The threshold values themselves are reasonable starters but they are not universal. A claims-processing agent has very different acceptable hallucination tolerance than a meeting-summary agent. A code-review agent has different latency tolerance than a customer-service agent. Microsoft frames these as “thresholds” without saying “these are illustrative starters.” Treat them as illustrative starters. Calibrate to your specific use case, your specific user expectations, and your specific liability exposure.

The hidden cost the document acknowledges briefly but does not quantify is dataset maintenance. The article does say “stale datasets produce misleading pass/fail signals” and “treat your golden evaluation set as a first-class engineering artefact alongside the agent code itself.” That is correct but understates the work. A real golden dataset needs:

  • A named owner with authority over what goes in and what comes out
  • A change-review process that mirrors code review
  • Quarterly coverage audits against real production traffic patterns
  • A drift detection process that flags when production cases diverge from dataset cases
  • Versioning that ties each eval run to a specific dataset version

Most teams do none of this. The result is a dataset that was representative on day one and unrepresentative by month six, producing eval scores that no longer reflect real-world performance. The eval gate becomes theatre.

A second silent cost is token spend. Every PR triggers an eval run. Every eval run costs tokens at the rate of your model provider. At fleet scale (say, on the order of 100+ PRs per week across 10+ agents) the eval budget becomes a non-trivial line item. The reference architecture says nothing about cost-control patterns: sampled eval runs on draft PRs, full eval runs only on PRs marked ready-for-review, or per-team token budgets enforced at the pipeline level. These are decisions every team will face once the pipeline is running at scale.

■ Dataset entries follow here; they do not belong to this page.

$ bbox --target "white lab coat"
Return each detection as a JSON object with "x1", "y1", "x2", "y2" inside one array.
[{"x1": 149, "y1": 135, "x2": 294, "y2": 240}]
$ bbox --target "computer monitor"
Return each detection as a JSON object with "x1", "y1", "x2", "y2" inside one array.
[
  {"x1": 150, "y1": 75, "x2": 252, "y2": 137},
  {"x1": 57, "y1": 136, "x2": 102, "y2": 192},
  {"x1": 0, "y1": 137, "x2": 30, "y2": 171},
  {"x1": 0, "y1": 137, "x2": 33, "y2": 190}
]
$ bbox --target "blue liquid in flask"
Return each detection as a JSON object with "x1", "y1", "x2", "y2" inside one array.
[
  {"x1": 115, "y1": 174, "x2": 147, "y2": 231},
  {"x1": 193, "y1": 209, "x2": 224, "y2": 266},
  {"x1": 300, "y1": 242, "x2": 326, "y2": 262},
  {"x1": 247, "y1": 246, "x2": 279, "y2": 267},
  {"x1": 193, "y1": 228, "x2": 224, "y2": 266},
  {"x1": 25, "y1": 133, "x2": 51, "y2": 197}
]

Hosted vs Prompt-Based Agents: Pipeline Differences in Practice

The reference architecture handles two deployment models. The split is real and the operational implications differ.

Capability
Deployment unit
Hosted agents
Container image plus agent definition
Prompt-based agents
YAML / prompt configuration bundle
Capability
Build step required
Hosted agents
Yes: Docker build plus ACR push
Prompt-based agents
No: YAML validation only
Capability
Supported frameworks
Hosted agents
Agent Framework, LangGraph, Semantic Kernel, custom code
Prompt-based agents
Foundry declarative runtime
Capability
Promotion artefact
Hosted agents
Versioned agent with container image reference
Prompt-based agents
Versioned prompt / config bundle
Capability
CI focus
Hosted agents
Code quality, tool tests, evaluation
Prompt-based agents
Prompt schema validation, evaluation
Capability
Rollback mechanism
Hosted agents
Switch active agent version (pointer)
Prompt-based agents
Switch active agent version (pointer)
Capability
Runtime management
Hosted agents
Foundry manages container lifecycle
Prompt-based agents
Foundry manages declarative runtime

Hosted agents inherit all the Docker supply-chain problems (base-image pinning, dependency version drift, SDK churn) on top of the AI-specific evaluation problems. A team running hosted agents needs both standard container-security discipline (CVE scanning, SBOM tracking, base-image refresh cadence) and AI-specific evaluation discipline. The reference architecture covers the AI side cleanly; the container-supply-chain side is treated as standard practice and left to the team.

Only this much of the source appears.